When I think back to that January 1991 Chicago election, things seemed so tame in comparison to the political heat of today. The Cold War was ending, Mayor Richard M. Daley was promising a peaceful and efficient city government, the drums of the first Gulf War were yet to rumble.

Bringing us to the present, it seems as if the stakes for this November’s national election get higher every day. Ignoring the Omarosa sideshow and the tension of whether or not Robert Muller will indict President Donald Trump for collusion, there’s plenty of policies to sicken your stomach: From ICE stopping and detaining a man while he drives his wife to a hospital deliver their baby, to the failing economic tariffs against China, Europe, Canada and Mexico, to a new plan to give America’s wealthiest a tax cut by presidential order.

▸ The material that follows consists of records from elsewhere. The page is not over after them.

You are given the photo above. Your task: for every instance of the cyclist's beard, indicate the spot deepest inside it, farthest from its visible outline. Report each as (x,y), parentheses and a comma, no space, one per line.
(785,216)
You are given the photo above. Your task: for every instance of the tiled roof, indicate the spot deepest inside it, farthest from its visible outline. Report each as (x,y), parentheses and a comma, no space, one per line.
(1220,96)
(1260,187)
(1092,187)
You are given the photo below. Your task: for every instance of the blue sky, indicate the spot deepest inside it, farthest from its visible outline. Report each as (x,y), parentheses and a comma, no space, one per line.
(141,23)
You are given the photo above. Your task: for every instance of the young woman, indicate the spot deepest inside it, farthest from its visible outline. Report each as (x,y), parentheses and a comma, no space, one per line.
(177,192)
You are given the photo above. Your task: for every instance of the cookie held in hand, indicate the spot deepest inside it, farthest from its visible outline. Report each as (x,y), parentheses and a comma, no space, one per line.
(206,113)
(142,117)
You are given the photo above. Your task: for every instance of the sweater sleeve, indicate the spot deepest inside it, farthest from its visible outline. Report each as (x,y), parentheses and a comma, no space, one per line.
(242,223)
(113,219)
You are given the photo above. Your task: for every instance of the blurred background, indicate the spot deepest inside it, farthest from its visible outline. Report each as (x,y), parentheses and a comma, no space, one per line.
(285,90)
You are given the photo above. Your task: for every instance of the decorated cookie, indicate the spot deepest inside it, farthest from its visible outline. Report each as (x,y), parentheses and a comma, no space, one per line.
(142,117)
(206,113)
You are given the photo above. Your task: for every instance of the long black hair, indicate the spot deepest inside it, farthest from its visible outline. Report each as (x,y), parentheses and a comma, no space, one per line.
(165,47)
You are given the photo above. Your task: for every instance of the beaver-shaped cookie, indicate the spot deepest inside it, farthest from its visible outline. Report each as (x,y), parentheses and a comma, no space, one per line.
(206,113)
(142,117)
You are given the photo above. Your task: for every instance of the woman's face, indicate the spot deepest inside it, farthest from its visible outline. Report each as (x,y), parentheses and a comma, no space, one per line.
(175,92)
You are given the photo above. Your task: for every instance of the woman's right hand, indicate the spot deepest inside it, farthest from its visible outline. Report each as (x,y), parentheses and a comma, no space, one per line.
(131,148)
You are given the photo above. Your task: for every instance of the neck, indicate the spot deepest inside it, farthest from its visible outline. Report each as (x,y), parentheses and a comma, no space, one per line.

Planning to vote is not enough. America needs you to put some skin in the game for your local election for Congress, Senate, governor, or state legislature. If you‘ve never knocked a door or made calls for a candidate before, like that teenager in 1991, I guarantee you’ll discover a kind of magic available to Americans every election cycle.

For each jerk at the door or on the phone, you’ll meet five sweethearts, genuinely interested people and charming oddballs that make up your community. You’ll marvel that you spent so much time in their proximity, but never met them before. You’ll discover a legion of like-minded citizens who want to make a positive change for a better America.

If you’ve volunteered before, you know about the magic, but also the confusion of campaigns and how silly and rudderless they can seem. But you also know the power you, as a volunteer have to change your world.

Get down to your local candidate’s campaign. America needs you to to just keep going at it.